Let us be mindful of the day
As we look ahead with anticipation to a three-day weekend, let us all remember that Memorial Day is not just a day for us to sleep in, cook out or go to take advantage of some sale or other.
It is a day to honor those who have served our country and given their lives as part of that service.
Memorial Day, originally called Decoration Day, is a day of remembrance for those who have died in service of the United States of America.
Over two dozen cities and towns claim to be the birthplace of Memorial Day. While Waterloo New York was officially declared the birthplace of Memorial Day by President Lyndon Johnson in May 1966, it’s difficult to prove conclusively the origins of the day.
For those who do not know the history of the origins of Memorial Day, it was borne out of the Civil War and a desire to honor the dead.
It was officially proclaimed on May 5, 1868 by General John Logan, national commander of the Grand Army of the Republic, in his General Order No. 11. “The 30th of May, 1868, is designated for the purpose of strewing with flowers, or otherwise decorating the graves of comrades who died in defense of their country during the late rebellion, and whose bodies now lie in almost every city, village and hamlet churchyard in the land,” he proclaimed.
The date of Decoration Day, as he called it, was chosen because it wasn’t the anniversary of any particular battle.
According to usmemorialday.org, on the first Decoration Day, General James Garfield made a speech at Arlington National Cemetery, and 5,000 participants decorated the graves of the 20,000 Union and Confederate soldiers buried there.
The first state to officially recognize the holiday was New York in 1873. By 1890 it was recognized by all of the northern states. The South refused to acknowledge the day, honoring their dead on separate days until after World War I (when the holiday changed from honoring just those who died fighting in the Civil War to honoring Americans who died fighting in any war).

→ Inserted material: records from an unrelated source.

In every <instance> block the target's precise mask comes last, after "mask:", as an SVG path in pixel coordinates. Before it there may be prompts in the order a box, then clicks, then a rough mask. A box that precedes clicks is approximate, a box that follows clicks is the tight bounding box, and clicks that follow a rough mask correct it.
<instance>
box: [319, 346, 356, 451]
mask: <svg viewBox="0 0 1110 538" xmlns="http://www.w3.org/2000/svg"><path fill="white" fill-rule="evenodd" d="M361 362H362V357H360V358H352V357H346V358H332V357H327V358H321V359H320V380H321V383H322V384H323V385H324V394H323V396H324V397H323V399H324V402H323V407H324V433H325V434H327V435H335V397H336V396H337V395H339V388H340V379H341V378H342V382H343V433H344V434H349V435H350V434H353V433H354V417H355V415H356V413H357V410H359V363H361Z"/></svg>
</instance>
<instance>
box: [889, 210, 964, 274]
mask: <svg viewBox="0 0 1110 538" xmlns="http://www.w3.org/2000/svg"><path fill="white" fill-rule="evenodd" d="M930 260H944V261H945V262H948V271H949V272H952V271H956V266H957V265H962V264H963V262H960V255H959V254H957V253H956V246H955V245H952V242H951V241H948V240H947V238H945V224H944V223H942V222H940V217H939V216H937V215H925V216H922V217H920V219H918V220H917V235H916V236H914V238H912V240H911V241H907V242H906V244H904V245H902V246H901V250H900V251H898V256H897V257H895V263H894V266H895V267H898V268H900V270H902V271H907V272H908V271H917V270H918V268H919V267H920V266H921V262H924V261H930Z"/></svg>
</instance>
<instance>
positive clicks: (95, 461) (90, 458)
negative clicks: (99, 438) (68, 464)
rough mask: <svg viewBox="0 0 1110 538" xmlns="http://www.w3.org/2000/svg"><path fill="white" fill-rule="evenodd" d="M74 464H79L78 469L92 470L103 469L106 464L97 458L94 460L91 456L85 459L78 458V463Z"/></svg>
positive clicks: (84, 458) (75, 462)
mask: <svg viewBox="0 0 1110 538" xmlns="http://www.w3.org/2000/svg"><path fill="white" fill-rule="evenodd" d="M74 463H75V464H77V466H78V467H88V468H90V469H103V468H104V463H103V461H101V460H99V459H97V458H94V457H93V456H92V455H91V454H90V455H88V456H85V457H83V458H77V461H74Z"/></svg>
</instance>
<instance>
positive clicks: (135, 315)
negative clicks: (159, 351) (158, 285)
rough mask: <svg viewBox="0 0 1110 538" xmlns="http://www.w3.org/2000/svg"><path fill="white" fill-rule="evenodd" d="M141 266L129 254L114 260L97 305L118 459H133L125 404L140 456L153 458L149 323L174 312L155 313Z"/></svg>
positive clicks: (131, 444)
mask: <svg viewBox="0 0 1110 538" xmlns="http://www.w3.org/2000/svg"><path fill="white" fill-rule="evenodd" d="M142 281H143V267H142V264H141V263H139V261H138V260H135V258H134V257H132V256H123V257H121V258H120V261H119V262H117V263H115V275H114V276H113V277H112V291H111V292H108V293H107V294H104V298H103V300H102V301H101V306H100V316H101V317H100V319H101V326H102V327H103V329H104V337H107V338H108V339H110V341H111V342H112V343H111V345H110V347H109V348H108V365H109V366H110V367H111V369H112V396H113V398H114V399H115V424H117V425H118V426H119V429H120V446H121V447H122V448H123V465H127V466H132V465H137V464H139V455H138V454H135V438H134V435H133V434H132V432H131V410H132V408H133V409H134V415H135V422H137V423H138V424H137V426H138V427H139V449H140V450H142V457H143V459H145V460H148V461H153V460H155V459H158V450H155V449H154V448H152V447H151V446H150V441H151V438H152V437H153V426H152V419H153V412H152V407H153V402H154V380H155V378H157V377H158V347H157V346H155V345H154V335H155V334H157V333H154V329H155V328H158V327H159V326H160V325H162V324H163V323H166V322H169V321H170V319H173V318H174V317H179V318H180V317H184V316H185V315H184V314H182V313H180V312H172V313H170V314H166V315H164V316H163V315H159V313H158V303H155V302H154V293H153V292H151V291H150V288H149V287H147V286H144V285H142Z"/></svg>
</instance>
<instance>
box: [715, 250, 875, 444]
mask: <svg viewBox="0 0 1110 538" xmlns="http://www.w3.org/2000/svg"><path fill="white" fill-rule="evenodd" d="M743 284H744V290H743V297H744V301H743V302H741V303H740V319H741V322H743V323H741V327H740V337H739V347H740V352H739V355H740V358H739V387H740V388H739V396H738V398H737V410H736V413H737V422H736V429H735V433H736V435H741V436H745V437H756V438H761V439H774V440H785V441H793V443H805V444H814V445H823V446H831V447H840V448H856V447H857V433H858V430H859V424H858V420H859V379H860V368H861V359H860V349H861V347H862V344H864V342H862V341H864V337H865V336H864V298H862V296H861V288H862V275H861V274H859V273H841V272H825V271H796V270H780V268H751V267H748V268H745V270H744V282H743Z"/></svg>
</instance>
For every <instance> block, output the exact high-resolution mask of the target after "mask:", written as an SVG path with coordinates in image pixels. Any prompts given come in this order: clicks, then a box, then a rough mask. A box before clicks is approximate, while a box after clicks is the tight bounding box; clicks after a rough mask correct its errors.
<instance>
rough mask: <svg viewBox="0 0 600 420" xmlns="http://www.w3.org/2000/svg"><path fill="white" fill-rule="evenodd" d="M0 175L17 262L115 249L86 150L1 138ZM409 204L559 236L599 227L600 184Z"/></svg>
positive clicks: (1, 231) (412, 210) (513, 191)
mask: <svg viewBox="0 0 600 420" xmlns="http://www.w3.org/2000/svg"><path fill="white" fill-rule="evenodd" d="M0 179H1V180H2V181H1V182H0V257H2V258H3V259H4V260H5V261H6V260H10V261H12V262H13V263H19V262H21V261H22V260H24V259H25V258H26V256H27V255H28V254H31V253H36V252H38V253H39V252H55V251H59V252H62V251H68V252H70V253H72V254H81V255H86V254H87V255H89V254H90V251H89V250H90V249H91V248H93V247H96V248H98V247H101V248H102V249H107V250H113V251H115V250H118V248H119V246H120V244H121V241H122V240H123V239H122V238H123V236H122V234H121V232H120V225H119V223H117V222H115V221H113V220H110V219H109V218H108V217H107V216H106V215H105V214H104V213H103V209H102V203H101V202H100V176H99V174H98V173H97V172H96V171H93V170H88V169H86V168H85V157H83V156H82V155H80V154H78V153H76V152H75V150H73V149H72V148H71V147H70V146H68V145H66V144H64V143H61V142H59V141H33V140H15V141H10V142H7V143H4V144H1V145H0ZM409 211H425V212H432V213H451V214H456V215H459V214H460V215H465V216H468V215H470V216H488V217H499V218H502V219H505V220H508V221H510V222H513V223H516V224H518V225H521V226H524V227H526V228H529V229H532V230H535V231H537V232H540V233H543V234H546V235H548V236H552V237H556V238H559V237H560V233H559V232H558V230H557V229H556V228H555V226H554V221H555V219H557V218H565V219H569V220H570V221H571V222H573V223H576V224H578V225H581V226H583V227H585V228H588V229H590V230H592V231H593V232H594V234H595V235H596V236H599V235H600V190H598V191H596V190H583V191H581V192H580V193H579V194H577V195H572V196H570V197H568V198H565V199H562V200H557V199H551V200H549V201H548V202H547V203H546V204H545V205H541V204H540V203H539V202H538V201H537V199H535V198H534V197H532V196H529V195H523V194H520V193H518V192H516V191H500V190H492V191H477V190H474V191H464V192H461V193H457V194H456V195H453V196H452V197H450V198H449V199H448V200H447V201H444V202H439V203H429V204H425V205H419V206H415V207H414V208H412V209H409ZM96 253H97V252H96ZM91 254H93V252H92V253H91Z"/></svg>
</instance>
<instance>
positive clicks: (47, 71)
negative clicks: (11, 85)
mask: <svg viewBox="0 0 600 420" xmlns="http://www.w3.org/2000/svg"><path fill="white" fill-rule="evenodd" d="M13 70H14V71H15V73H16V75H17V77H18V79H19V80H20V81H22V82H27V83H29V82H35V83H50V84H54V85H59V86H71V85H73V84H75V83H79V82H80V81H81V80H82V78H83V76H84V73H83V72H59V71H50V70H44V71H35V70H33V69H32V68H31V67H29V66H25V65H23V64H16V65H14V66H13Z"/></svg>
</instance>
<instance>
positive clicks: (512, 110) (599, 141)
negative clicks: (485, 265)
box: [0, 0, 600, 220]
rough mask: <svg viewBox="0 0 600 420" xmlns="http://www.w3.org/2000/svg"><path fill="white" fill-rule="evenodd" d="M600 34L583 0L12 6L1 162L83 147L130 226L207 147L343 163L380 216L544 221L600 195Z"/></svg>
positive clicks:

It is now observed in almost every state on the last Monday in May with Congressional passage of the National Holiday Act of 1971 (P.L. 90 363).
You may note that members of the Veterans of Foreign Wars hand out small red poppies on Memorial Day.
Moina Michael conceived of an idea to wear red poppies on Memorial Day in honor of those who died serving the nation during war. She was the first to wear one, and sold poppies to her friends and co-workers with the money going to benefit servicemen in need.
Shortly before Memorial Day in 1922 the VFW became the first veterans’ organization to nationally sell poppies. Two years later their “Buddy” Poppy program was selling artificial poppies made by disabled veterans.
So please make an effort to buy a poppy if you are given opportunity.
And note that there is a “National Moment of Remembrance” at 3 p.m. local time. The resolution for this was passed in December 2000 and asks that at 3 p.m. local time, for all Americans “To voluntarily and informally observe in their own way a Moment of remembrance and respect, pausing from whatever they are doing for a moment of silence or listening to ‘Taps.”
After honoring those whom we should, then we may take advantage of the day for other purposes.